New research could provide insight into the composition of the universe immediately after the Big Bang—as well as improve calculations used to predict the life span of stars and describe the rules that govern the subatomic world.
The study, which appears in the journal Science, reports a highly accurate way to measure the decay rate of neutrons.
“This is a significant improvement compared to previous experiments,” says study author Chen-Yu Liu, a professor in the Indiana University Bloomington physics department. “The data is far more accurate than what we’ve had before.”
Liu is a leader of the UNCtau experiment, which uses neutrons from the Los Alamos Neutron Science Center Ultracold Neutron source at Los Alamos National Laboratory in New Mexico.
The rate of the decay of neutrons—subatomic particles with no charge—is significant because researchers use it to predict the proportion of hydrogen and helium in the universe a few minutes after the Big Bang. The number also affects calculations used to determine how quickly hydrogen atoms burn up inside stars and the rules that control the elementary particles like quarks and gluons. This is related to the fact that neutron decay involves the transformation of one “up” quark into a “down” quark, a process that physicists don’t yet fully understand.
Scientists currently use two methods to isolate neutrons and calculate their decay rates:
- The “bottle” method: Counting the number of neutrons that remain over time after being trapped inside a container.
- The “beam” method: Measuring the rate of protons that emerge from a neutron beam a nuclear reactor generates.

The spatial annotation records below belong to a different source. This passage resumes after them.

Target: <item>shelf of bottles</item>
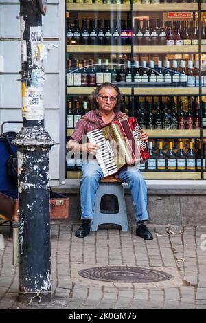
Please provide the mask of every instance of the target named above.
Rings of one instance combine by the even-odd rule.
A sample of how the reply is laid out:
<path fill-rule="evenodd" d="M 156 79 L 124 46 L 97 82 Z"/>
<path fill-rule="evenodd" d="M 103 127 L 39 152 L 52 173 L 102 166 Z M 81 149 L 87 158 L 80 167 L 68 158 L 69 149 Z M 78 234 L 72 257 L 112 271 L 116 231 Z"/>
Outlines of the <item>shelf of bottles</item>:
<path fill-rule="evenodd" d="M 111 82 L 121 111 L 148 133 L 144 177 L 205 179 L 206 3 L 66 2 L 66 140 L 90 109 L 88 96 Z M 81 163 L 67 154 L 67 178 L 81 177 Z"/>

Some physicists regard the beam method as more accurate because the bottle method risks miscounting neutrons absorbed into the container as disappearing from decay. But the study from Liu and colleagues uses an invisible container made from magnetic fields and gravity to eliminate the risk of interference from physical material. As a result, the experiment can measure a neutron’s lifetime with a high level of precision.

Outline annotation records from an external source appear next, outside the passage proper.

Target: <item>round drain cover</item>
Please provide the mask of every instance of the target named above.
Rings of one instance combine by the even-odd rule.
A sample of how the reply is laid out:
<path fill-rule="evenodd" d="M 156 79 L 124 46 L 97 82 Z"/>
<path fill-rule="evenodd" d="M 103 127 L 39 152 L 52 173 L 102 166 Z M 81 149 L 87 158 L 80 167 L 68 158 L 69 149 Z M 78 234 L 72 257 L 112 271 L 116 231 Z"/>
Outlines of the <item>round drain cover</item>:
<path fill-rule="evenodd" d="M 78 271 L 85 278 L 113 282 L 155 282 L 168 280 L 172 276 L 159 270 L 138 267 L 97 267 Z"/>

“A neutron could technically live inside our trap for three weeks, which is much longer than any other previously constructed ‘bottle’ traps,” Liu says. “This long trap lifetime is what makes it possible to achieve a highly accurate measurement.”
The use of a “magneto-gravitational trap,” in which the neutrons’ magnetic charge and mass prevent them from escaping their container, also makes it easier to measure the neutrons because the bottle is “lidless,” Liu says.

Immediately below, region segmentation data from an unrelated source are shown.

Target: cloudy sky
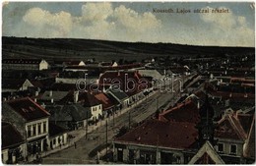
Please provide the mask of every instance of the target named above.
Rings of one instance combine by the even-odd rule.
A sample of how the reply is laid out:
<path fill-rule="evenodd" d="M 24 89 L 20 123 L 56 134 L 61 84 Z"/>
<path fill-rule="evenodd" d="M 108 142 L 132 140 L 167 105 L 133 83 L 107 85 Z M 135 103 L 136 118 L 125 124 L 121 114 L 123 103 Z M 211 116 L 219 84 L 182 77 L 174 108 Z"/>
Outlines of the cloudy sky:
<path fill-rule="evenodd" d="M 9 2 L 2 6 L 3 36 L 255 46 L 255 9 L 249 2 Z M 176 13 L 177 9 L 190 13 Z M 210 13 L 194 13 L 196 9 Z M 228 13 L 211 13 L 213 9 Z"/>

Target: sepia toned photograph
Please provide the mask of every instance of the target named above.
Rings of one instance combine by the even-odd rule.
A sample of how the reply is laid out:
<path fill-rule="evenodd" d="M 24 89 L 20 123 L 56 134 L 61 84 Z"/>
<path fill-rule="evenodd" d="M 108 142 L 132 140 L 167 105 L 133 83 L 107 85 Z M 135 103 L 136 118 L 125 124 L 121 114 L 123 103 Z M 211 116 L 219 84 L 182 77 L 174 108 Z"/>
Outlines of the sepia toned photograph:
<path fill-rule="evenodd" d="M 2 2 L 4 165 L 255 163 L 254 2 Z"/>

Measuring growth of the universe reveals a mystery
The work required five years to design, fabricate, test, and install their equipment at the neutron source in Los Alamos, after which the team began to run experiments and collect data. “Five years to get an experiment running and producing data is very fast in our field,” Liu says.
Additional authors of the study are from Indiana University, Los Alamos National Laboratory, North Carolina State University, Oak Ridge National Laboratory, Virginia Polytechnic Institute, West Point Military Academy, the California Institute of Technology, Tennessee Technical University, DePauw University, the University of Washington, the Institut Laue-Langevin in France, and the Joint Institute for Nuclear Research in Russia.
The National Science Foundation, the Department of Energy, and the Indiana University Center for Spacetime Symmetries supported the research.